与其他科幻/末日主题不同。《天兆》中带来恐惧的不是外星人,也不是地球入侵,而是主角记忆中无法解开的症结。
电影里说,面对一件事情,通常可以区分出两类人。一类人将事件视为一种象征,认为巧合是必然的,具有宿命感。另一种是直接、现实地把事件看成客体,面对事物的主体应该承担责任/行动。“天征”作为事件的到来,无疑会威胁到主角一家人的生命。影片多次解释说,妻子的死是巧合的结果。主角很清楚:巧合/未知的事情会带来不好的后果,而“天征”本身就是一个巨大的巧合,它是主角恐惧记忆(丧妻)的象征。人就像巴甫洛夫的狗,会不假思索地逃跑,“不会再这样了”。失去妻子后,主角放弃了牧师的身份(对存在意义的绝望),末日来临后,主角将自己视为第二种类型的人(上帝死了,只有他能拯救自己,这实际上是一种虚假的、自欺欺人的划分,能够掌控自己命运的人不会被悲伤所限制),以上两种重新认定实际上掩盖了逃避逃离巨大的未知/逃离悲伤的记忆。门窗,退到地下室,把自己封闭起来。

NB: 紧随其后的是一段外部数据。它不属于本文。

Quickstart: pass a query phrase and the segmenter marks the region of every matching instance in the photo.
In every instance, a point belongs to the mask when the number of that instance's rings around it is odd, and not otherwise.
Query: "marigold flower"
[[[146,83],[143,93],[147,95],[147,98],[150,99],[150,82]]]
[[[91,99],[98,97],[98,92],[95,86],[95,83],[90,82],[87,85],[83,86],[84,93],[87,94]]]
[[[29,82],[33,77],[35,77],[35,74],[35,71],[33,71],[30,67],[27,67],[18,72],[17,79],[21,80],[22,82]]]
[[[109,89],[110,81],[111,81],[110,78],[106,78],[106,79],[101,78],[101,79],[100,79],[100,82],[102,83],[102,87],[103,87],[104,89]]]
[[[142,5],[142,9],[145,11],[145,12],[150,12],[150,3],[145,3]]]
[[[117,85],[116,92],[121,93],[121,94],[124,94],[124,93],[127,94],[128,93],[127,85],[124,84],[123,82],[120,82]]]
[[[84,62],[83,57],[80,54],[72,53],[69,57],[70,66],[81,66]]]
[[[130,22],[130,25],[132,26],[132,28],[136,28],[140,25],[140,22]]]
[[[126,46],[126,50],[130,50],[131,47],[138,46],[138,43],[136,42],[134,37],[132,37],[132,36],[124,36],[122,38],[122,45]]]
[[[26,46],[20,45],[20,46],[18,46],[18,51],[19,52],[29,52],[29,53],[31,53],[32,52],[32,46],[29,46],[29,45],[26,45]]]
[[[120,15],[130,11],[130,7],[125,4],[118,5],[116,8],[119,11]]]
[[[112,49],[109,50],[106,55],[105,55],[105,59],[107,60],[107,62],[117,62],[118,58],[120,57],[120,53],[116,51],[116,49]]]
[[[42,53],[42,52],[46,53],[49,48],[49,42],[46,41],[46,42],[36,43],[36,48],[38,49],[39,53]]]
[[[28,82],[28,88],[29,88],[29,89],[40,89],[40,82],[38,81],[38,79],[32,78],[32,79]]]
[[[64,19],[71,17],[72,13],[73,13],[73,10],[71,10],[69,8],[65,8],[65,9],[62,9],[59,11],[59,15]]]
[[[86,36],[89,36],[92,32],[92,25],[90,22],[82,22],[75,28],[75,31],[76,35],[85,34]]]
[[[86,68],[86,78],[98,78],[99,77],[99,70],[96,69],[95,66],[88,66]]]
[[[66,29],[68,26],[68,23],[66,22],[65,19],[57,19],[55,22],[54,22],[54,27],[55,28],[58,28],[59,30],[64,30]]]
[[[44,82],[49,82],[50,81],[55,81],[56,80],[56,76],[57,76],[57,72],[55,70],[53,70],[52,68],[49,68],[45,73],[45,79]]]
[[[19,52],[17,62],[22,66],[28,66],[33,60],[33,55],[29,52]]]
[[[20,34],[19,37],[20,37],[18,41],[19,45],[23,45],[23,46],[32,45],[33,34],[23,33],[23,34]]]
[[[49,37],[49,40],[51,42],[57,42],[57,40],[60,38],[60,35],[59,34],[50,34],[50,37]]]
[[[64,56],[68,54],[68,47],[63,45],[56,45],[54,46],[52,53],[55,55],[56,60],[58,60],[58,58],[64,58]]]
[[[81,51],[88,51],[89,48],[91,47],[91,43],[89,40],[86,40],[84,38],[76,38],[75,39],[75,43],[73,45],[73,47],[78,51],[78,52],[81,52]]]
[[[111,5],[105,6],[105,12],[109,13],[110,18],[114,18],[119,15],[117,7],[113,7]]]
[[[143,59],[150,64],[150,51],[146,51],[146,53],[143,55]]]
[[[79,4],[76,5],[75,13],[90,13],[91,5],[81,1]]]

电影中,“天象”不仅是麦田怪圈和外星人,更是一种符号。可以粗略地理解为巧合/命运/未知,但同时也是导演设定的一个复杂的概念。形式上,以外星人到来为代表的天堂标志,文本结构上,以电影中的巧合互动为代表(如《水中女妖》的文本结构),核心理念呼应了主角的纪念他妻子的丧亲之痛。
这是一个外星人来来去去的故事,不像末日大片那么宏大,这个题材之所以有价值,是因为它展现了一种作用于内心的力量,而征兆/巧合的力量就是主角积极利用迹象/巧合使之成为可能。主角的主动性与天象的对立、融合是影片的主要叙事。支持对抗的力量/第一动力来自两个孩子,或者说孩子召唤了天征。你还记得麦田怪圈第一次出现的场景吗:镜头对着四个人,小男孩把父亲的脸转向前面,镜头拉回来再往上走,天堂的标志出现了。接下来,婴儿召唤器接收/召唤第一个信号。因此,子征关系隐含着父亲目光的吸引,是孩子们与父亲建立联系的机会。情感是力量的源泉,人物并不是孤立存在的,人们用情感作为对抗恐惧的纽带,这是每一部沙马兰电影的核心。电影最后,外星人撤离,大家走出地下室,但电影并没有结束,因为天上的征兆还没有真正出现,故事的主要矛盾还没有解决。恐惧需要面对,真正的转变就在这里:通过记忆闪回展现象征性片段,主角走出口中的第二范畴,在第一范畴与第二范畴之间、象征与行动之间取得了平衡之间。随着小男孩一口气上来,天照就宣告了结局,症结也解决了。虽然结局的处理不够惊艳,但影片在文字上自洽。可以说,如果小男孩不喘口气,影片就无法结束。